Les clous pour moi c’est un idiome, c’est devenu une langue visuelle que j’ai développé, qui représente la transcendance. Les clous, c’est quelque chose qui heurte et en même temps, c’est quelque chose que l’on utilise pour bâtir des choses. Les clous c’est un peu ce courant de pensée que j’ai développé et que j’ai appelé le Négrifique: Prendre quelque chose de banal et le transformer en quelque chose de beau. La créativité vient du manque, et beaucoup de peuples qui sont en manque de certaines choses ont cette créativité. On voit ça un peu partout dans le monde: En Afrique, les gens se débrouillent pour réussir à faire quelque chose de beau avec peu de choses. C’est un peu une métaphore, c’est pour ça que souvent sur ces clous je mets de la feuille d’or. C’est pour montrer que par exemple avec des patates on peut faire de l’alcool.
Quand une partie de ce qui forme sa propre identité est attaquée, en général on a tendance à s’y intéresser
Pour finir tu as dit: “On peut très bien s’imprégner à la fois de la culture KFC, de la culture hip-hop et de la culture musée…”?

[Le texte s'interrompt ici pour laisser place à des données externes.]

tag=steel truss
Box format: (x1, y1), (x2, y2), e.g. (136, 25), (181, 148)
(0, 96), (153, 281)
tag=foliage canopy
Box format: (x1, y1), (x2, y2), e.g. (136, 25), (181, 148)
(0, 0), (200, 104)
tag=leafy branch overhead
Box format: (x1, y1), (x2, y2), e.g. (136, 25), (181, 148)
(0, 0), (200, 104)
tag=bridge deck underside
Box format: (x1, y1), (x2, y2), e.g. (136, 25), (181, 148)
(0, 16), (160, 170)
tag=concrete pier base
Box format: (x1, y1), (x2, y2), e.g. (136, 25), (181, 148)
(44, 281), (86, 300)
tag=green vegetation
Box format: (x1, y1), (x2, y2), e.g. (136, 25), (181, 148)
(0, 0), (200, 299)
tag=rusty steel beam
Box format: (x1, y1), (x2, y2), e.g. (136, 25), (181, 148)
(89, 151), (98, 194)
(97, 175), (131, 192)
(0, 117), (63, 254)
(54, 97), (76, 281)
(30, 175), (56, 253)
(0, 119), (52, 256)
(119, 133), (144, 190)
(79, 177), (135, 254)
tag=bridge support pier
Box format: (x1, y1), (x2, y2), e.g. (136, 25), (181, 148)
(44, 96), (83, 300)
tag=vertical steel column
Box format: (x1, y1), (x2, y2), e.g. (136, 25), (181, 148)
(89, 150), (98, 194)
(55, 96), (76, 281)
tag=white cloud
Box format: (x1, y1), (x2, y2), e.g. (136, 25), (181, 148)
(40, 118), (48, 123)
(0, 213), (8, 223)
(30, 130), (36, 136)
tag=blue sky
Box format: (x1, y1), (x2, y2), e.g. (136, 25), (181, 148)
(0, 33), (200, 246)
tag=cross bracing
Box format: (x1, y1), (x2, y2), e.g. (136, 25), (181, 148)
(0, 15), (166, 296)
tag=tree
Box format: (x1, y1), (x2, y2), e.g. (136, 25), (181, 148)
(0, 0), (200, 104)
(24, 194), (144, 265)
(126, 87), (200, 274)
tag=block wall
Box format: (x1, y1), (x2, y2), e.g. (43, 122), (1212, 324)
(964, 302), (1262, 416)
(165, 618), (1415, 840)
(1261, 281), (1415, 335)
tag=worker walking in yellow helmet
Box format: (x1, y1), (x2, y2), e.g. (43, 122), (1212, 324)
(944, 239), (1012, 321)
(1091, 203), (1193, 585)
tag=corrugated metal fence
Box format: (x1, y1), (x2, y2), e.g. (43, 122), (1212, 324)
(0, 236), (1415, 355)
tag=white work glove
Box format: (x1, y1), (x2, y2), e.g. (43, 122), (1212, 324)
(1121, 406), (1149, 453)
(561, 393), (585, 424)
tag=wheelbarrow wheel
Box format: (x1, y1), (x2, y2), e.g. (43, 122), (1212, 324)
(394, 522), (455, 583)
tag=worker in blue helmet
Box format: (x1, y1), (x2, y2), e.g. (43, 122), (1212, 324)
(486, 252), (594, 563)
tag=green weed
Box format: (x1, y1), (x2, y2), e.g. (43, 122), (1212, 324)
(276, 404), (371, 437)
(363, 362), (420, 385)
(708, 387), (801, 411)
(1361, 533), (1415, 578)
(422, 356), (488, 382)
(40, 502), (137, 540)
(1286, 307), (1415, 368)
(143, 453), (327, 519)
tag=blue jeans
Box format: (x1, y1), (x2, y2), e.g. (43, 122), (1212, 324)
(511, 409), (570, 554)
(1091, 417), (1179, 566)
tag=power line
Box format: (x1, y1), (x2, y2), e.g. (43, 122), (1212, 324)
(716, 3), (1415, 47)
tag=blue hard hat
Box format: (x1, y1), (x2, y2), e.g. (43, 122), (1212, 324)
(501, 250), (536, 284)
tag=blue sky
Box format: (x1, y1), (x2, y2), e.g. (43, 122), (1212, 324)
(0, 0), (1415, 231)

Oui, quand on voit la culture pop, ce sont des choses que l’on voit dans les musées mais qui viennent de la rue. L’art ne doit pas être élitiste mais on voit beaucoup de formes d’art, beaucoup d’artistes qui le sont. Pour moi ce qui est intéressant c’est que le plus de gens possible s’intéressent à ces œuvres parce que quand j’exprime quelque chose ce n’est pas pour l’exprimer à une poignée de personnes qui sont informées et instruites par rapport à l’art. Les gens qui voient mes œuvres m’apportent quelque chose et m’imprègnent. Quand j’ai exposé au Fesman (Festival Mondial des Arts Nègres ndlr), il y a avait un public informé, des critiques d’arts mais aussi des soldats, des enfants, cela m’a touché, les gens venaient, posaient des questions, se prenaient en photo devant et interagissaient avec les œuvres. Voir des gens que l’on ne verrait pas forcément dans un musée s’intéresser à une œuvre, c’est ça qui m’intéresse. Pour moi l’Art c’est quelque chose qui vient d’un endroit très particulier, très interne dans un recoin intime d’un être et qui va venir se loger dans un coin intime d’un autre être.